Witten. 7500 Flaschen wurden vom Schlamm gereinigt - jetzt verkauft die Wittener Brennerei Sonnenschein ihren „Flutwein“. Das Hochwasser und die Folgen.

Vor drei Wochen stand Sebastian Banhold, Geschäftsführer der Hevener Traditionsbrennerei „Sonnenschein“, in seinem Geschäft und kam sich vor wie in einem Albtraum. Das Ruhrhochwasser hatte auch sein Ladenlokal in der Straße „In der Lake“ geflutet. Der Schaden ist immens. Das Mobiliar in den Verkaufs- und Büroräumen wurde zerstört, die Wände des mittlerweile leer geräumten Gebäudes sind feucht. Aber Banhold und seine Mitarbeiter lassen sich nicht unterkriegen. Im aufgeräumten Lager verkaufen sie jetzt Wein und Spirituosen, die Wasser und Schlamm überstanden haben.

Sandra Leise, Mitarbeiterin der Brennerei Sonnenschein, schaffte nach dem Rückzug des Wassers beschädigte Ware aus dem Verkaufsraum.
Sandra Leise, Mitarbeiterin der Brennerei Sonnenschein, schaffte nach dem Rückzug des Wassers beschädigte Ware aus dem Verkaufsraum. © FUNKE Foto Services | Jürgen Theobald

Das 50-Prozent-Angebot für den „Flutwein“ und andere alkoholische Getränke zog schon am ersten Verkaufstag viele Menschen ins Ruhrtal, die Rot- und Weißweine, Sekt und Schnaps, Champagner und Gin kistenweise mit nach Hause nahmen. Keinen Rabatt gibt’s auf von der Brennerei hergestellte Ware - wie etwa Liköre oder den Herbeder Tropfen, ein Kräuterlikör.

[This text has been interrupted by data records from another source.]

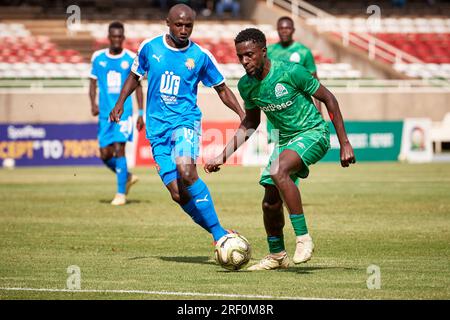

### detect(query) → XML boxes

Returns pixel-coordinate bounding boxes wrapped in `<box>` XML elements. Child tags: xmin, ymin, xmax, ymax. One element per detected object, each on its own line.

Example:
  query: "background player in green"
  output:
<box><xmin>205</xmin><ymin>28</ymin><xmax>355</xmax><ymax>270</ymax></box>
<box><xmin>267</xmin><ymin>16</ymin><xmax>322</xmax><ymax>143</ymax></box>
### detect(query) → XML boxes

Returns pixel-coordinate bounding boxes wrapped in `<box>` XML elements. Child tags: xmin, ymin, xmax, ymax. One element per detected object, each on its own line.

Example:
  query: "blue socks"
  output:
<box><xmin>181</xmin><ymin>178</ymin><xmax>228</xmax><ymax>241</ymax></box>
<box><xmin>116</xmin><ymin>157</ymin><xmax>128</xmax><ymax>194</ymax></box>
<box><xmin>103</xmin><ymin>157</ymin><xmax>117</xmax><ymax>173</ymax></box>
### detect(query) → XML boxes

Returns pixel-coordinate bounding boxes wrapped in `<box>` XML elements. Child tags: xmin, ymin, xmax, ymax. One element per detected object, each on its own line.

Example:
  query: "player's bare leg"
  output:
<box><xmin>113</xmin><ymin>142</ymin><xmax>139</xmax><ymax>195</ymax></box>
<box><xmin>248</xmin><ymin>185</ymin><xmax>289</xmax><ymax>271</ymax></box>
<box><xmin>271</xmin><ymin>150</ymin><xmax>314</xmax><ymax>263</ymax></box>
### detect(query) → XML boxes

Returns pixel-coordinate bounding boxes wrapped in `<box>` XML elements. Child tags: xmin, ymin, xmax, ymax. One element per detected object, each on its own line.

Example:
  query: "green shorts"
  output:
<box><xmin>259</xmin><ymin>128</ymin><xmax>330</xmax><ymax>185</ymax></box>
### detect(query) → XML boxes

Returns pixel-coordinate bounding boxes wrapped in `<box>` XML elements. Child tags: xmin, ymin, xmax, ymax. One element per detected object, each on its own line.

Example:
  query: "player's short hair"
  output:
<box><xmin>277</xmin><ymin>16</ymin><xmax>294</xmax><ymax>25</ymax></box>
<box><xmin>108</xmin><ymin>21</ymin><xmax>125</xmax><ymax>32</ymax></box>
<box><xmin>234</xmin><ymin>28</ymin><xmax>266</xmax><ymax>48</ymax></box>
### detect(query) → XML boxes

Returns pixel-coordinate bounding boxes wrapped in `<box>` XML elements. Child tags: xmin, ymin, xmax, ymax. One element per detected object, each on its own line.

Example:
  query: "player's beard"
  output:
<box><xmin>169</xmin><ymin>31</ymin><xmax>189</xmax><ymax>48</ymax></box>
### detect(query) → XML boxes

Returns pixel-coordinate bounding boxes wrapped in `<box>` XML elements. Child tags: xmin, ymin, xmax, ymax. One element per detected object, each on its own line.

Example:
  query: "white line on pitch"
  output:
<box><xmin>0</xmin><ymin>288</ymin><xmax>336</xmax><ymax>300</ymax></box>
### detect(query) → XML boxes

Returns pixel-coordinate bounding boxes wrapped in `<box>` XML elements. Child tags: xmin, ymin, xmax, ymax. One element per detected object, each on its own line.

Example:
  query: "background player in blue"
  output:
<box><xmin>89</xmin><ymin>22</ymin><xmax>144</xmax><ymax>205</ymax></box>
<box><xmin>110</xmin><ymin>4</ymin><xmax>244</xmax><ymax>241</ymax></box>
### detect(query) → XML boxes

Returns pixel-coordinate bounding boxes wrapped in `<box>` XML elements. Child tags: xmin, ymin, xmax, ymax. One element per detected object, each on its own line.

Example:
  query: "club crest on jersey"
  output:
<box><xmin>184</xmin><ymin>58</ymin><xmax>195</xmax><ymax>70</ymax></box>
<box><xmin>120</xmin><ymin>61</ymin><xmax>130</xmax><ymax>70</ymax></box>
<box><xmin>289</xmin><ymin>52</ymin><xmax>300</xmax><ymax>63</ymax></box>
<box><xmin>275</xmin><ymin>83</ymin><xmax>289</xmax><ymax>98</ymax></box>
<box><xmin>159</xmin><ymin>71</ymin><xmax>181</xmax><ymax>96</ymax></box>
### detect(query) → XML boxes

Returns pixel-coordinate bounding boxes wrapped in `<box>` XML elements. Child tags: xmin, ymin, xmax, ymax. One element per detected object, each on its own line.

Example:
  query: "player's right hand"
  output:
<box><xmin>203</xmin><ymin>156</ymin><xmax>223</xmax><ymax>173</ymax></box>
<box><xmin>109</xmin><ymin>104</ymin><xmax>123</xmax><ymax>123</ymax></box>
<box><xmin>91</xmin><ymin>104</ymin><xmax>98</xmax><ymax>117</ymax></box>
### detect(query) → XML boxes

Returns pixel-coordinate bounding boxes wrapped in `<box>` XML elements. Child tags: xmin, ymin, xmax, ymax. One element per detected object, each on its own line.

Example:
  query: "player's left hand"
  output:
<box><xmin>203</xmin><ymin>157</ymin><xmax>223</xmax><ymax>173</ymax></box>
<box><xmin>136</xmin><ymin>116</ymin><xmax>145</xmax><ymax>131</ymax></box>
<box><xmin>341</xmin><ymin>142</ymin><xmax>356</xmax><ymax>168</ymax></box>
<box><xmin>109</xmin><ymin>104</ymin><xmax>123</xmax><ymax>123</ymax></box>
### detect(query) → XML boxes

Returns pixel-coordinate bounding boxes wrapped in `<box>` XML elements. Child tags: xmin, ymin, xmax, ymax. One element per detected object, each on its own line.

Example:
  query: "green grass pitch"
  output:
<box><xmin>0</xmin><ymin>163</ymin><xmax>450</xmax><ymax>299</ymax></box>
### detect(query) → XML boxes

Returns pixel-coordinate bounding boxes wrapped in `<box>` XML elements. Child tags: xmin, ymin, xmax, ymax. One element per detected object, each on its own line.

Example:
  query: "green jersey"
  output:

Rund anderthalb Wochen habe es gedauert, bis alle Flaschen gesichtet, gesäubert, nach Ländern und Weinsorten sortiert in den Regalen des Firmenlagers standen, sagt Sonnenschein-Mitarbeiter Ralf Motzkin. Jetzt warten Weine wie Vino Verde, Bardolino, Pinot Noir oder ein halbtrockener Riesling aus der Pfalz auf Abnehmer. Ralf Motzkin ist froh, „dass es für uns so weitergeht“.

7500 Flaschen sollen verkauft werden

Nachbarin befreit Streuobstwiese von Unrat

Zur Sonnenschein-Brennerei gehört eine Streuobstwiese mit vielen jungen Apfelbäumen. Auch diese stand unter Wasser, das Unrat hinterließ. Bäume waren vom Druck der Fluten umgekippt. Eine Nachbarin der Privatbrennerei tat dies in der Seele weh. Sie bot ihre Hilfe an. Vier Stunden lang hat die Frau Plastik und anderen Müll, der sich in dem Geäst der Bäume und in einem Zaun verfangen hatte, eingesammelt. „Das ist nicht der Rede wert“, findet sie.

Motzkins Chef möchte rund 7500 Flaschen verkaufen, um so Platz für neue Ware zu schaffen. Die will Sebastian Banhold auch aus seinem Lagerraum heraus verkaufen. Die Geschäftsräume sind leer geräumt, die Einrichtung ist auf dem Müll gelandet. Die Brennerei ist ein Sanierungsfall. „Es ist hier jetzt alles improvisiert, die Leute müssen ein wenig Verständnis und Geduld mitbringen“, sagt Banhold. Unter denen, die am Donnerstag zum Einkaufen gekommen sind, ist Andrea Paschen. Eine Stammkundin. „Wir kaufen hier schon über 20 Jahre ein“, sagt sie. Jetzt will die Bommeranerin das Geschäft auch in dieser schwierigen Situation nach dem Ruhrhochwasser unterstützen.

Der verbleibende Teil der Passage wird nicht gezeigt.